LinkedIn post size
1200 × 1200px
Aspect ratio
1:1
A 1200 × 1200 px square is the safe default for LinkedIn image posts; 1200 × 627 px (1.91:1) is the spec for link previews.
Last verified June 2026
LinkedIn image posts come in three working shapes. Square (1200 × 1200 px) is the commonly recommended default — it displays consistently across desktop and mobile feeds. Portrait 1080 × 1350 px (4:5) takes more vertical feed space and has become standard for designed graphics. And link shares are a separate format entirely: LinkedIn pulls the page’s preview image and crops it toward 1200 × 627 px (1.91:1). Add document posts — LinkedIn’s swipeable PDF carousels — and you have the full toolkit for the feed.
| Variant | Dimensions | Ratio |
|---|---|---|
| Square (recommended) | 1200 × 1200 pxCommonly recommended default; displays consistently everywhere. | 1:1 |
| Portrait | 1080 × 1350 pxTallest shape that displays comfortably in the feed. | 4:5 |
| Link preview | 1200 × 627 pxPulled from the linked page’s metadata, minimum 200 px wide. | 1.91:1 |
| Document (carousel) page | 1080 × 1080 pxSquare PDF pages are the common choice; portrait A4 also works. | 1:1 |
LinkedIn’s feed column is fairly narrow and identical in spirit on desktop and mobile, so squares display fully; very tall images can be slightly trimmed or shown with a tap-to-expand in some views, which makes the center of a 4:5 graphic the only fully guaranteed region.
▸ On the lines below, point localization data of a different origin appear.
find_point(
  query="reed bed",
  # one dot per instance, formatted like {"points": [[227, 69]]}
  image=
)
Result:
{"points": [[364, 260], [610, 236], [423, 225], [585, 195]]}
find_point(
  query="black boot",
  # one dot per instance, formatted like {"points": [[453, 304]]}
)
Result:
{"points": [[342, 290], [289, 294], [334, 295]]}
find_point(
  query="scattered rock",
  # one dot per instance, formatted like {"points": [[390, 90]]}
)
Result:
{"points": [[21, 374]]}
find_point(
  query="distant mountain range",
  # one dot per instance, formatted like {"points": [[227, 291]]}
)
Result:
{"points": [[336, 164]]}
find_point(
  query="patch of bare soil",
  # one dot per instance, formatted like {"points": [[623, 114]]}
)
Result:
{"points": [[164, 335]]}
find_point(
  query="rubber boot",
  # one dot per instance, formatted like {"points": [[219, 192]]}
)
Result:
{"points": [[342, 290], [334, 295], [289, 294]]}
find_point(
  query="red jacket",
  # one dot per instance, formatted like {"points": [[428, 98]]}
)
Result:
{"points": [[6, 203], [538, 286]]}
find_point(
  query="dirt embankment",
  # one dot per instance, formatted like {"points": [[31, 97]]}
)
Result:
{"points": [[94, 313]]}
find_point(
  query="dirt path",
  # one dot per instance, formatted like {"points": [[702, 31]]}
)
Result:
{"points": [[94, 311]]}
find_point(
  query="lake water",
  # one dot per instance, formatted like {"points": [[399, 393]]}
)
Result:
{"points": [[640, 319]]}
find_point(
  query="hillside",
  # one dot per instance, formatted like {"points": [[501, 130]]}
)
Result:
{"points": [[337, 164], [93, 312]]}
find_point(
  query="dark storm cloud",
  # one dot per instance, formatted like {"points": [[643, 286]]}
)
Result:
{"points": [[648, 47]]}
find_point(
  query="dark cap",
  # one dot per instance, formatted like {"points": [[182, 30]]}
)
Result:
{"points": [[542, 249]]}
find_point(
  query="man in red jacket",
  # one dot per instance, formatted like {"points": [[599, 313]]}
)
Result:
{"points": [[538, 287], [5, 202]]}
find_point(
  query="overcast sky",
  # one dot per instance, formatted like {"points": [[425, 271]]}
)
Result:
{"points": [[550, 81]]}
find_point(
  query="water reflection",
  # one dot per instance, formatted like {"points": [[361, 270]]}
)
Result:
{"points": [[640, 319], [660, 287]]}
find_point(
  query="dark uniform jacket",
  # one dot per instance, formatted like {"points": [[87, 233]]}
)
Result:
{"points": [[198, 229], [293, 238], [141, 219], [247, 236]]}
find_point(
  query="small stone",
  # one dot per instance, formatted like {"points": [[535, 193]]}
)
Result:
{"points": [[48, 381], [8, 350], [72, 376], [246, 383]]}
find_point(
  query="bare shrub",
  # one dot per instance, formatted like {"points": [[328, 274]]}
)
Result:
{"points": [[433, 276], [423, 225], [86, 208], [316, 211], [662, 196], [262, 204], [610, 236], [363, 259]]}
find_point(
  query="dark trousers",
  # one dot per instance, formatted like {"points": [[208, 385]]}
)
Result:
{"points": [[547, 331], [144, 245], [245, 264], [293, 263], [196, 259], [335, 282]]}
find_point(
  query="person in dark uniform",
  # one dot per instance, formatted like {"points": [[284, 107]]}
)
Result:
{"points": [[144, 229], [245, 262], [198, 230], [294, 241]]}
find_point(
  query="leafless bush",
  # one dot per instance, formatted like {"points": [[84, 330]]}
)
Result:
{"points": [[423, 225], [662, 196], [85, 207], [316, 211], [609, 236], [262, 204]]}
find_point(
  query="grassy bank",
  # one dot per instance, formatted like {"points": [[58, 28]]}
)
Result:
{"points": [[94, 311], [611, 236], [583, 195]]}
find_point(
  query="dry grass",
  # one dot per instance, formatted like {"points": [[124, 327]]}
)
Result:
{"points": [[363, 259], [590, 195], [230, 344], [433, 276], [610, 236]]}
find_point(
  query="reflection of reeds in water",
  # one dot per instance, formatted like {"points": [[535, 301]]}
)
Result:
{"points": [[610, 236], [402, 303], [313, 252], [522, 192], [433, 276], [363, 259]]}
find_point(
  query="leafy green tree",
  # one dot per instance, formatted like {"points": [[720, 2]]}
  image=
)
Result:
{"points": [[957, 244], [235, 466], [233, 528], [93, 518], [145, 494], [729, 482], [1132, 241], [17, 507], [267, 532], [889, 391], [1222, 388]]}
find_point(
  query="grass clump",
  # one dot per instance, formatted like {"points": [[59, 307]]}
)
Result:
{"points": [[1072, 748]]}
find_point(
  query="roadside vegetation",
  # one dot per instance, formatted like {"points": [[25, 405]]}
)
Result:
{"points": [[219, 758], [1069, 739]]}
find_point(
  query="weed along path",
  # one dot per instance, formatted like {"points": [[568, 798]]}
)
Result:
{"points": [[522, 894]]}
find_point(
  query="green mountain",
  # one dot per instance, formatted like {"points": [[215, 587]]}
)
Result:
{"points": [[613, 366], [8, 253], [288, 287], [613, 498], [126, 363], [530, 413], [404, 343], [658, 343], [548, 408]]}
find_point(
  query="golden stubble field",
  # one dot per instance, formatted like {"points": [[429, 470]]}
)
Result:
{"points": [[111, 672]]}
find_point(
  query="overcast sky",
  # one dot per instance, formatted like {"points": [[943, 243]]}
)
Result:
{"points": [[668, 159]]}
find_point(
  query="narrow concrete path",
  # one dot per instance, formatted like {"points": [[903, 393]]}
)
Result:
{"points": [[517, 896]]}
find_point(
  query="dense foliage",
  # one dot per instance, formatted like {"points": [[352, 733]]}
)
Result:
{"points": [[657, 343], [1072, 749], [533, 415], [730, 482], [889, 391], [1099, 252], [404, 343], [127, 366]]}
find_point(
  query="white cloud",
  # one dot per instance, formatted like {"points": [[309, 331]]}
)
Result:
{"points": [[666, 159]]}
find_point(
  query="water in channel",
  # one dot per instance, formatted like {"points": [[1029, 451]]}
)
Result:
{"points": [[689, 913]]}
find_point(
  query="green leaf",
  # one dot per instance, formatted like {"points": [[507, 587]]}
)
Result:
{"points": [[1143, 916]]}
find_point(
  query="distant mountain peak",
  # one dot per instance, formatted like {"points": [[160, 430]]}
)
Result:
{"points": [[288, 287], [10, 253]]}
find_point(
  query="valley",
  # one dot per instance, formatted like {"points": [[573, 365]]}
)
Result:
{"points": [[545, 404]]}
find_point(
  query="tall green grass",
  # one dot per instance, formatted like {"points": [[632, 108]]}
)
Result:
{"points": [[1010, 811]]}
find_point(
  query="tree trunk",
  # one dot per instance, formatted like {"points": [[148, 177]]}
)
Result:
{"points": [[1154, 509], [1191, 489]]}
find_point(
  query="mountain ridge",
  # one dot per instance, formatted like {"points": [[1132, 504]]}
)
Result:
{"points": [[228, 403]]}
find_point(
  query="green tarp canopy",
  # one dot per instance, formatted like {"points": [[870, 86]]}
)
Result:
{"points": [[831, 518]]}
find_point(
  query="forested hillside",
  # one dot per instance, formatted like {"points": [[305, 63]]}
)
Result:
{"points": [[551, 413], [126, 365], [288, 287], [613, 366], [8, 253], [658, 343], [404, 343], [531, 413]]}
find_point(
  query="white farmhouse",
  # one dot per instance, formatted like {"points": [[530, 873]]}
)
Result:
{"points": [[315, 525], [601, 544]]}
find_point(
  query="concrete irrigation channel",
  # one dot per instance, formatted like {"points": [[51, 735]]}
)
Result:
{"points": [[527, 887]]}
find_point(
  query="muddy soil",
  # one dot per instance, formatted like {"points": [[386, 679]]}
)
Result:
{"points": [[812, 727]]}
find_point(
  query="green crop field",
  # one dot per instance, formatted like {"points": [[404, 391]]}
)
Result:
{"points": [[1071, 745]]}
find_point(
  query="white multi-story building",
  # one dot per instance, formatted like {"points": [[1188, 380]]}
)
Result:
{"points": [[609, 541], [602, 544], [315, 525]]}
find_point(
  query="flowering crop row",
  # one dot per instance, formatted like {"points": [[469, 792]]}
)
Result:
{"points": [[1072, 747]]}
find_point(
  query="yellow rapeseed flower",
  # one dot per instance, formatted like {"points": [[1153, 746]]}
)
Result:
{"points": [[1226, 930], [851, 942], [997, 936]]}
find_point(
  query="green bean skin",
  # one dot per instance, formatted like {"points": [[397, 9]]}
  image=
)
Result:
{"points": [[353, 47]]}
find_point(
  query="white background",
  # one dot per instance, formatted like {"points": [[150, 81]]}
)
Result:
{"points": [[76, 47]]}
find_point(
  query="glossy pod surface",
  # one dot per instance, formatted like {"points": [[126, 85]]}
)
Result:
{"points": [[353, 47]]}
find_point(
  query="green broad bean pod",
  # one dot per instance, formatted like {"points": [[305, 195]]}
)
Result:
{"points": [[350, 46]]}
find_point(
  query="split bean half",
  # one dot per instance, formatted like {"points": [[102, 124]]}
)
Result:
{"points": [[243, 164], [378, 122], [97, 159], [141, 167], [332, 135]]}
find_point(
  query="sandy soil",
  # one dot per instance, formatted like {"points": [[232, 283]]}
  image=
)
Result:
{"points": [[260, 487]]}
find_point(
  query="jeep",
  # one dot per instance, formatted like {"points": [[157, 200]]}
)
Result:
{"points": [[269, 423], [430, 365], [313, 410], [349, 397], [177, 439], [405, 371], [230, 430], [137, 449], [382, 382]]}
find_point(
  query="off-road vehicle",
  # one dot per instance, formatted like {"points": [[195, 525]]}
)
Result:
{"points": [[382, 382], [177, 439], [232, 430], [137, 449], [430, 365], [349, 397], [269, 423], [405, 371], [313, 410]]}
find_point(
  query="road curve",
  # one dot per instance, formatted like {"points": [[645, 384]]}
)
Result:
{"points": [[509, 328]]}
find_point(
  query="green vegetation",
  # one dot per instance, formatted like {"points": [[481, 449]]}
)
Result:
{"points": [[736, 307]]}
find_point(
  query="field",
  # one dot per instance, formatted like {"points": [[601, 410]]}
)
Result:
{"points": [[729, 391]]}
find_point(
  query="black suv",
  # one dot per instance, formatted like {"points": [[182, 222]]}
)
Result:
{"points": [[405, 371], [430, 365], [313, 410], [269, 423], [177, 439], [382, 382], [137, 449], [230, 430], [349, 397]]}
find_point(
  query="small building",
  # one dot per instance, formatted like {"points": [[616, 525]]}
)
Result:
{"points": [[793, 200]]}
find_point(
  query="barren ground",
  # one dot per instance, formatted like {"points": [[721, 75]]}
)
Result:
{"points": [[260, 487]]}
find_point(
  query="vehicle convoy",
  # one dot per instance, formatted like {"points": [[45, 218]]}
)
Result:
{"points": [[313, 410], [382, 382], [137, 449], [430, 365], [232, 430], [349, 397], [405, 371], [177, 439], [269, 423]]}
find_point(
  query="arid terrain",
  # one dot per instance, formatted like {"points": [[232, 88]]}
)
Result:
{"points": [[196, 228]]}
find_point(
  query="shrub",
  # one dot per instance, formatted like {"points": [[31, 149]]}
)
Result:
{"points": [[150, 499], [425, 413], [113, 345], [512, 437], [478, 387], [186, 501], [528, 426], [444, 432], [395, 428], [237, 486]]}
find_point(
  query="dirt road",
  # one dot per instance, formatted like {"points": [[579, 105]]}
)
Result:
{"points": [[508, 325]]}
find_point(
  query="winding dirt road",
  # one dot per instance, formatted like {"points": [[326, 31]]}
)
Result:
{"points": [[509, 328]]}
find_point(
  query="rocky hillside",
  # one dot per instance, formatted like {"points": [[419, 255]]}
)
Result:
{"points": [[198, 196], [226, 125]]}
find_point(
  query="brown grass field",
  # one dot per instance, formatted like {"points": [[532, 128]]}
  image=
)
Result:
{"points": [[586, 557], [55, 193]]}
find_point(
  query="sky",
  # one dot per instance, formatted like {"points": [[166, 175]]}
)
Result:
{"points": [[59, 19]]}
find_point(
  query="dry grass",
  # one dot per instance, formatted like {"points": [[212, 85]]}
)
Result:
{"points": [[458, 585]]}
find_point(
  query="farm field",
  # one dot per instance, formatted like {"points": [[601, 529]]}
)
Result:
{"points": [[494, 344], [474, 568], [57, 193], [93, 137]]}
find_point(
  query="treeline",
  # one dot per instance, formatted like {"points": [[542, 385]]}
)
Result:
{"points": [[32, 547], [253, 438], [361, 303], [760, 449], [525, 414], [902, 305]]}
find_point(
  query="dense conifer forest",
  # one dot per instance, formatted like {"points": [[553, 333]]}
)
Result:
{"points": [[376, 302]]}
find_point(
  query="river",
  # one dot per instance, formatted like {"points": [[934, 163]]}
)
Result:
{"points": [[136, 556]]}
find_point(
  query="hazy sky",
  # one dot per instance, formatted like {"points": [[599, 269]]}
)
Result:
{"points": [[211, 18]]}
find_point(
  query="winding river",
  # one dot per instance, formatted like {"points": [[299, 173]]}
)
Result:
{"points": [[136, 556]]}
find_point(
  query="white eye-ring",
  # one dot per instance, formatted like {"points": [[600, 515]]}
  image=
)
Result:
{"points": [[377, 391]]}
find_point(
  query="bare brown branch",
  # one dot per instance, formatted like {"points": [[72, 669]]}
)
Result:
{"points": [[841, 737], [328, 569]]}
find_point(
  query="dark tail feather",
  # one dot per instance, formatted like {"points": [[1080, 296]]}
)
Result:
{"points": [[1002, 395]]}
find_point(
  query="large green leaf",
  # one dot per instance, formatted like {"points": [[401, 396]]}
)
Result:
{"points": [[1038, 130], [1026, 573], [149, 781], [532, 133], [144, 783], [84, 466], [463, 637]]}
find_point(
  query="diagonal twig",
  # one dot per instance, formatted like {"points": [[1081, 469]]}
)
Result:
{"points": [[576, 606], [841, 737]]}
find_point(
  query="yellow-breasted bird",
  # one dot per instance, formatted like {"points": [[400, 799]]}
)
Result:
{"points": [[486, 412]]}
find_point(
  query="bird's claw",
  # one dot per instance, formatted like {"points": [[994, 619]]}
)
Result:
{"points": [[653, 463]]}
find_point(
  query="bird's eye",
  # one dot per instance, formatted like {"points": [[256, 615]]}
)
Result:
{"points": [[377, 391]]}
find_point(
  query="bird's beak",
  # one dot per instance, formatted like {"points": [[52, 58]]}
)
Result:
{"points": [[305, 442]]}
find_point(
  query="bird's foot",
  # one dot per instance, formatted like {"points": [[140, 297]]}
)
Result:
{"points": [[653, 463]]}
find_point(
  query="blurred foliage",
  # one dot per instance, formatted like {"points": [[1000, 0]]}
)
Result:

Keep chart labels, small text, and key figures away from the outer 10% of the canvas. For link previews, assume an aggressive center crop to 1.91:1 — page titles baked into the top of an og:image routinely get sliced.
LinkedIn’s PDF carousels are the platform’s standout organic format — swipeable, dwell-time-friendly, and rewarded by the feed. Design square pages at 1080 × 1080 px, one point per page, cover page written like a headline. A 7-page document regularly outperforms the same content flattened into a single dense infographic.
Shared links render a small 1.91:1 card whose image comes from the target page’s metadata — you cannot reliably art-direct it from the composer. When the visual matters, upload the image natively and place the link in the post text or first comment. Native images render larger and consistently.
LinkedIn tolerates — and rewards — more text in images than other networks, but only if it is structured: a chart with a clear takeaway line, a framework diagram, a before/after table. Set the smallest text no smaller than ~28 px on a 1200 px canvas so it survives mobile. If you publish the same graphic across platforms, schedule the square master everywhere and let the caption carry the platform-specific framing — SocialKit lets you tailor the text per network on one scheduled post.
A 1200 × 1200 px square is the safe, commonly recommended default. Portrait 1080 × 1350 px (4:5) takes more feed space and works well for designed graphics; both display cleanly on desktop and mobile.
1200 × 627 px (1.91:1), sourced from the shared page’s metadata. If the preview crops badly, fix the og:image on the website — or upload the image natively and put the link in the text.
Square 1080 × 1080 px PDF pages are the common choice — they display large and swipe cleanly on mobile. Keep one idea per page and design the first page as a headline, not a cover photo.